The Five Not-So-Obvious Things That Will Change The Digital Economy in 2025
The Future of Payments and the Digital Economy
1. The Search for Simplicity Drives the Rise of the Orchestration Economy
With the increasing complexity of business and growing concerns over fraud, businesses are embracing orchestrators who connect a portfolio of relevant features that they assemble with customers.
These "uber orchestrators" provide access to those capabilities seamlessly and make simplicity a source of monetary value.
Payments orchestration was the warmup act for the orchestration economy, but it is evolving into more than a giant gateway for local routing and payment options.
We observe credit intermediaries aggregating access to multiple lenders, data orchestrators connecting item-level data from merchants with issuers and money mobility and embedded banking orchestrators, all using a "front door" approach.
2. Consumers, Not Banks, Force Convergence of Payments and Identity
Consumer priorities have shifted from convenience and efficiency to robust fraud protection and innovative security measures due to alarming fraud statistics.
Banks have reported that fraud losses have more than doubled since 2023, highlighting the escalating threat.
This is forcing banks to make a passwordless future more than a talking point and use advanced technologies to make identity an embedded part of the payments and banking experience.
Over half of consumers now indicate they would consider switching banks if scammed, signaling a fundamental change in how financial institutions are perceived.
3. FinTechs Fight With Walmart Over Banking the Middle Class
About one in every four U.S. consumers has an account with a FinTech bank, and roughly 47% of those use it as their primary bank account.

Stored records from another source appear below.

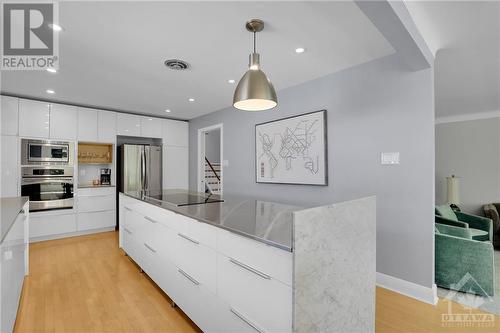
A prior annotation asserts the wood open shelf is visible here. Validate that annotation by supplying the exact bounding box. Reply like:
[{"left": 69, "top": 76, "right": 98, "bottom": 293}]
[{"left": 78, "top": 142, "right": 113, "bottom": 164}]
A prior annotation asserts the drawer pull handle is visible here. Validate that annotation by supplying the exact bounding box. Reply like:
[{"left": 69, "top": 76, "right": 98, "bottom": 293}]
[
  {"left": 231, "top": 308, "right": 265, "bottom": 333},
  {"left": 78, "top": 194, "right": 113, "bottom": 198},
  {"left": 144, "top": 243, "right": 156, "bottom": 253},
  {"left": 177, "top": 268, "right": 200, "bottom": 286},
  {"left": 144, "top": 216, "right": 158, "bottom": 223},
  {"left": 177, "top": 232, "right": 200, "bottom": 244},
  {"left": 229, "top": 258, "right": 271, "bottom": 280}
]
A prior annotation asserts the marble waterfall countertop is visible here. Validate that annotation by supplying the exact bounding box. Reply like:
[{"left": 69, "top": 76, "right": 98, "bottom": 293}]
[
  {"left": 124, "top": 190, "right": 303, "bottom": 251},
  {"left": 0, "top": 197, "right": 29, "bottom": 243}
]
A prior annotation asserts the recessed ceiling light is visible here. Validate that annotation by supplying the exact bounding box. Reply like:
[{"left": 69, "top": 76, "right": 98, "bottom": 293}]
[{"left": 49, "top": 23, "right": 63, "bottom": 31}]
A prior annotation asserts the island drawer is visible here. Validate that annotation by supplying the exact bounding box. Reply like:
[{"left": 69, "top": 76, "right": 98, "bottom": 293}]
[
  {"left": 175, "top": 228, "right": 217, "bottom": 294},
  {"left": 217, "top": 229, "right": 293, "bottom": 286},
  {"left": 217, "top": 254, "right": 292, "bottom": 332},
  {"left": 134, "top": 201, "right": 187, "bottom": 231},
  {"left": 76, "top": 210, "right": 116, "bottom": 231}
]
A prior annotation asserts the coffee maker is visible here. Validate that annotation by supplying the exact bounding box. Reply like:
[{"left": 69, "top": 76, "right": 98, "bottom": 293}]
[{"left": 101, "top": 168, "right": 111, "bottom": 185}]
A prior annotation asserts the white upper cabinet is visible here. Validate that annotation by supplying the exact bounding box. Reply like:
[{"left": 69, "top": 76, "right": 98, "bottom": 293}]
[
  {"left": 19, "top": 99, "right": 50, "bottom": 138},
  {"left": 0, "top": 96, "right": 19, "bottom": 135},
  {"left": 0, "top": 135, "right": 20, "bottom": 197},
  {"left": 162, "top": 119, "right": 189, "bottom": 147},
  {"left": 78, "top": 108, "right": 99, "bottom": 142},
  {"left": 141, "top": 117, "right": 162, "bottom": 138},
  {"left": 116, "top": 113, "right": 141, "bottom": 136},
  {"left": 97, "top": 111, "right": 116, "bottom": 143},
  {"left": 50, "top": 103, "right": 78, "bottom": 140}
]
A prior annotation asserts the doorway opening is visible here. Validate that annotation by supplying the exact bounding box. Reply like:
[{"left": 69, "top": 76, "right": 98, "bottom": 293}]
[{"left": 198, "top": 124, "right": 223, "bottom": 195}]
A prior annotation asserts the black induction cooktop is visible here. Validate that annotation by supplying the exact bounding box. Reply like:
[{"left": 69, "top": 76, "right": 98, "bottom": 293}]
[{"left": 147, "top": 193, "right": 224, "bottom": 207}]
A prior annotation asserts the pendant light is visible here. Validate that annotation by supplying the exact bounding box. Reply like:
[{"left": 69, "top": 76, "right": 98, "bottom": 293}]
[{"left": 233, "top": 19, "right": 278, "bottom": 111}]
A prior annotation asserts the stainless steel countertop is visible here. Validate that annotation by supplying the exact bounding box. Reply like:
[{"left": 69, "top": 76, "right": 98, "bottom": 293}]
[
  {"left": 124, "top": 190, "right": 302, "bottom": 252},
  {"left": 0, "top": 197, "right": 29, "bottom": 243}
]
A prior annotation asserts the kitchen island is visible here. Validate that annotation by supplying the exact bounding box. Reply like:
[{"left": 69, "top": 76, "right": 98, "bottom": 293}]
[
  {"left": 0, "top": 197, "right": 29, "bottom": 332},
  {"left": 119, "top": 190, "right": 375, "bottom": 332}
]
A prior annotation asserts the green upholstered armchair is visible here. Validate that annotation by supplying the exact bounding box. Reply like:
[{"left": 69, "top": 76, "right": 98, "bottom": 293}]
[
  {"left": 435, "top": 223, "right": 495, "bottom": 296},
  {"left": 483, "top": 203, "right": 500, "bottom": 249},
  {"left": 435, "top": 205, "right": 493, "bottom": 242}
]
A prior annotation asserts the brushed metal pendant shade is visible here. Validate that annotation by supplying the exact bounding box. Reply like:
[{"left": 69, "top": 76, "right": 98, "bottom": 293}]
[{"left": 233, "top": 19, "right": 278, "bottom": 111}]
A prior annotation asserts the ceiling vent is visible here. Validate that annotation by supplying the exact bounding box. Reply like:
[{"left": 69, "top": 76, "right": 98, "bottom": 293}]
[{"left": 165, "top": 59, "right": 189, "bottom": 71}]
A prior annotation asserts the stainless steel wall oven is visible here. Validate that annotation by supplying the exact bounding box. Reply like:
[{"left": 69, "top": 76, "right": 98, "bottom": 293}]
[
  {"left": 21, "top": 166, "right": 73, "bottom": 211},
  {"left": 21, "top": 139, "right": 74, "bottom": 211}
]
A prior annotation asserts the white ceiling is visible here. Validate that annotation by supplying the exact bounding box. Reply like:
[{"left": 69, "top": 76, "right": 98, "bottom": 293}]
[
  {"left": 406, "top": 1, "right": 500, "bottom": 117},
  {"left": 1, "top": 1, "right": 394, "bottom": 119}
]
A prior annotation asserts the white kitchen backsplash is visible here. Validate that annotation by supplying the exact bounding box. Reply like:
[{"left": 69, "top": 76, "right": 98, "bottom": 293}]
[{"left": 78, "top": 164, "right": 114, "bottom": 185}]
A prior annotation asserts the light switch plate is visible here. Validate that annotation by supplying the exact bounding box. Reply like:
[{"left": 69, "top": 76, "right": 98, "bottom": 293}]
[{"left": 380, "top": 152, "right": 399, "bottom": 165}]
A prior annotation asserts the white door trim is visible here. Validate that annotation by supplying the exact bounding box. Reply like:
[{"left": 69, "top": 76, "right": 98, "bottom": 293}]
[{"left": 196, "top": 123, "right": 224, "bottom": 194}]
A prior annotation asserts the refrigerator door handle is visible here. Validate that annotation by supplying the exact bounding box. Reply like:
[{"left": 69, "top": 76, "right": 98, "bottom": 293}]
[{"left": 140, "top": 147, "right": 146, "bottom": 191}]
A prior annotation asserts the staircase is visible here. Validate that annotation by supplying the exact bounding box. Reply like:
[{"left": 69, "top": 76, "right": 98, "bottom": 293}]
[{"left": 205, "top": 157, "right": 221, "bottom": 194}]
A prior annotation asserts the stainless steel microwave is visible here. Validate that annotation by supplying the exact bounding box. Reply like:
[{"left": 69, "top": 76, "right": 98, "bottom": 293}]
[{"left": 21, "top": 139, "right": 73, "bottom": 165}]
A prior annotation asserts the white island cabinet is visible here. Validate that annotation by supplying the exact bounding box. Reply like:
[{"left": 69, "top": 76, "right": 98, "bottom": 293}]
[
  {"left": 120, "top": 194, "right": 292, "bottom": 333},
  {"left": 119, "top": 190, "right": 376, "bottom": 333}
]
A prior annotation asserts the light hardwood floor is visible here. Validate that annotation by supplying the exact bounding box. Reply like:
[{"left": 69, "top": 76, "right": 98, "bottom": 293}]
[{"left": 15, "top": 232, "right": 500, "bottom": 333}]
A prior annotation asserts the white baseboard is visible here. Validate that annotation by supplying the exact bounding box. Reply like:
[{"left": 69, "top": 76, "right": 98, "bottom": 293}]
[
  {"left": 30, "top": 226, "right": 115, "bottom": 243},
  {"left": 377, "top": 272, "right": 438, "bottom": 305},
  {"left": 435, "top": 110, "right": 500, "bottom": 125}
]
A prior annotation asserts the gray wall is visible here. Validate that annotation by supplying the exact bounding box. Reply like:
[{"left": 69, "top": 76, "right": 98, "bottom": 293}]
[
  {"left": 436, "top": 118, "right": 500, "bottom": 215},
  {"left": 205, "top": 129, "right": 220, "bottom": 163},
  {"left": 189, "top": 55, "right": 434, "bottom": 287}
]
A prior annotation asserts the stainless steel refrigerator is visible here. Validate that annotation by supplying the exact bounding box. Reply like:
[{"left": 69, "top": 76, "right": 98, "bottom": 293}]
[{"left": 120, "top": 144, "right": 162, "bottom": 195}]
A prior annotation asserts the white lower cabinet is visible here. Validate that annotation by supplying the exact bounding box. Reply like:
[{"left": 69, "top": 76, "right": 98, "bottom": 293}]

In 2025, these challenger banks will have a new challenger: Walmart, with One.
Walmart's hope with One is to turn its customer base into a mobile ecosystem, leveraging its 100 million weekly customers.
One can use the connectivity Walmart has with brands to disrupt how FinTechs make money by offering a business model that doesn't rely on investor checks to cover up shortfalls.
4. Logistics Become the Digital Economy's Silent Disruptor
The rise of ultra-efficient logistics will turn physical stores into relics for many product categories as same-day delivery evolves into same-hour delivery.
Amazon and Uber are two examples of companies significantly investing in logistics, AI, and transportation management systems to make their core businesses more efficient.
Self-driving technology is also capturing investor attention, with companies reimagining every aspect of how goods move between endpoints.
5. Regulation Gets Rightsized
The incoming administration's approach to regulation is expected to create a more favorable environment for businesses, particularly small enterprises.
This shift towards a pro-business stance could lead to a more dynamic business landscape and force a commitment to regulation that helps businesses operate efficiently while protecting consumers.
Regulators are expected to respect the difference between providers that align consumer and business incentives and those who disregard the law.